Semua mata tertuju pada remaja kekar yang duduk di kursi terhormat, hati mereka dipenuhi gelora.

“Mungkin kalian belum tahu, kemenangan atas Perkumpulan Langit dan Bumi kemarin sepenuhnya berkat dirinya. Ilmu silatnya sudah lama aku akui, aku sendiri harus mengakui kekalahanku,” kata seorang pengemis tua di sisi lain, ikut menghela napas.

Kekuatan Pengemis Tua ini sudah dikenal luas, melihat wajahnya yang sungguh-sungguh kagum, semua orang baru menyadari: remaja kekar di hadapan mereka ini sungguh luar biasa, bahkan Empat Legenda dan Pengemis Tua pun mengaguminya.

“Sesungguhnya, kami berempat dijuluki legenda pun terasa memalukan. Mulai hari ini, kami takkan lagi memakai gelar itu. Yang pantas menjadi legenda dunia persilatan hanyalah dia,” ujar Zhao Qi sambil menunjuk Gongsun Xuan.

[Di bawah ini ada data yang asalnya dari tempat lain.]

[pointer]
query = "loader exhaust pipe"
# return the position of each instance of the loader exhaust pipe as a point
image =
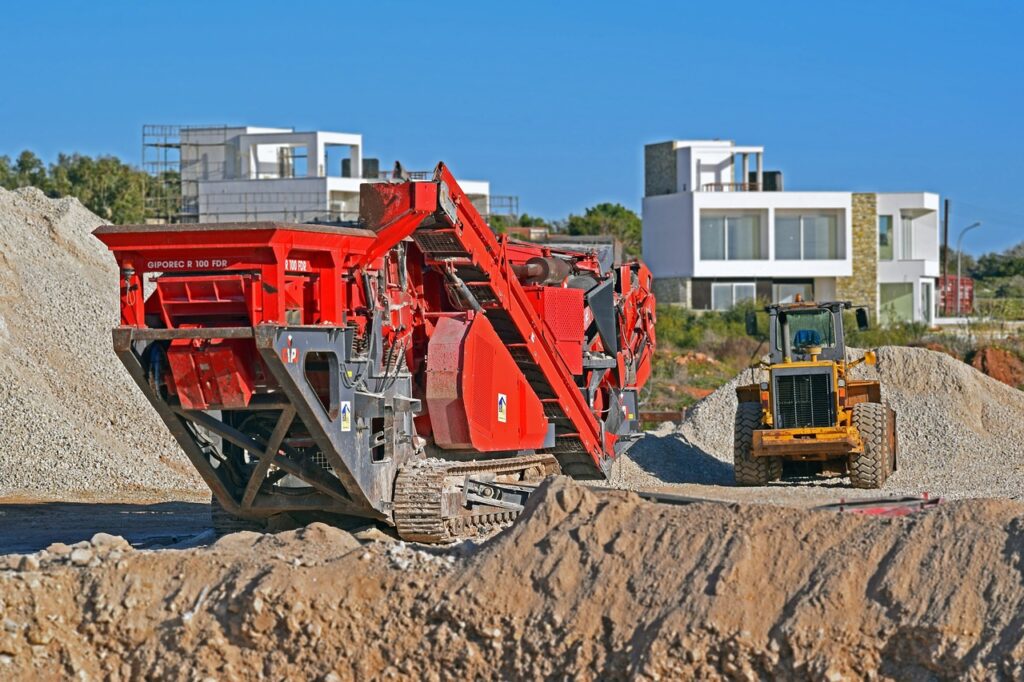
(543, 270)
(786, 341)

Semua orang memandang Gongsun Xuan dengan penuh hormat. Mereka tentu menghormati yang kuat, meski dalam hati masih ada sedikit ganjalan. Namun, orang ini memang jauh lebih hebat, jika tak terima, silakan bertanding. Tapi di hadapan Zhao Qi dan lainnya, siapa berani berkata demikian?

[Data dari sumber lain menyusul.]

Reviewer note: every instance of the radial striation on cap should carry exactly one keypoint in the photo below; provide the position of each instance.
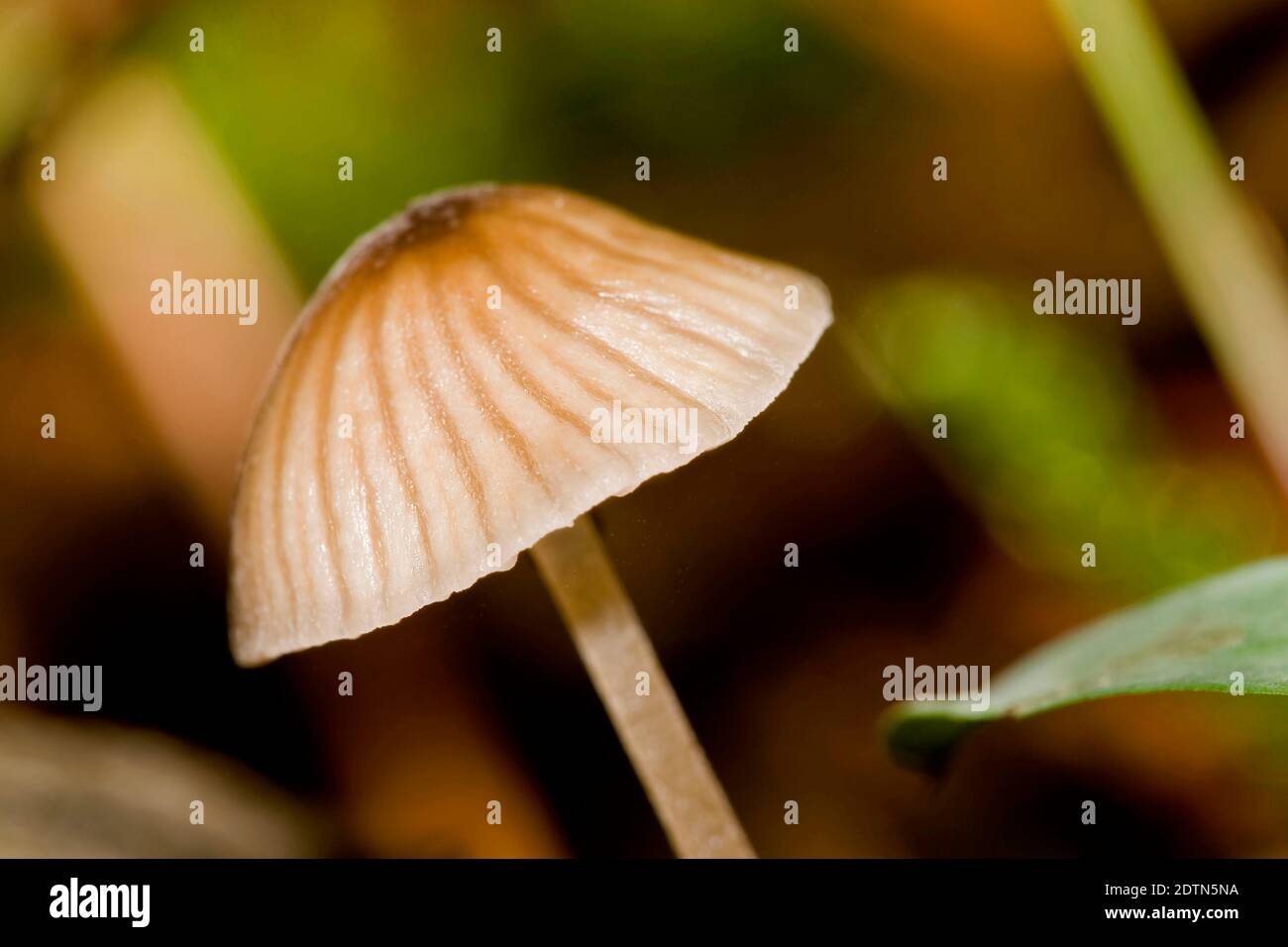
(477, 372)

Gongsun Xuan menatap semua orang, lalu perlahan berkata, “Kalian pasti penasaran, mengapa Zhao Qi mengungkapkan rahasia ini. Itu karena aku memintanya. Sebenarnya, aku ingin mendirikan sebuah perguruan baru, namanya Wu Men. Tujuan Wu Men bukan merebut kekuasaan atau menjadi penguasa dunia persilatan, melainkan untuk menapaki puncak tertinggi jalan ilmu silat. Di antara kalian ada banyak yang telah memasuki tingkat Xiantian, tapi tahukah kalian, di atas Xiantian masih ada tingkat lain. Hari ini akan aku beberkan: di atas Xiantian ada tingkat Kongling, lalu di atas Kongling ada tingkat Huayuan. Apa itu Kongling? Kongling adalah ketika seluruh jalur energi dalam tubuh telah terbuka, energi murni bisa menyelimuti permukaan tubuh, pedang dan pisau pun tak bisa melukai. Apa itu Huayuan? Itu adalah ketika energi murni telah berubah menjadi energi sejati. Pada tingkat Huayuan, satu pukulan ringan saja bisa menghancurkan ruang tamu sebesar ini.”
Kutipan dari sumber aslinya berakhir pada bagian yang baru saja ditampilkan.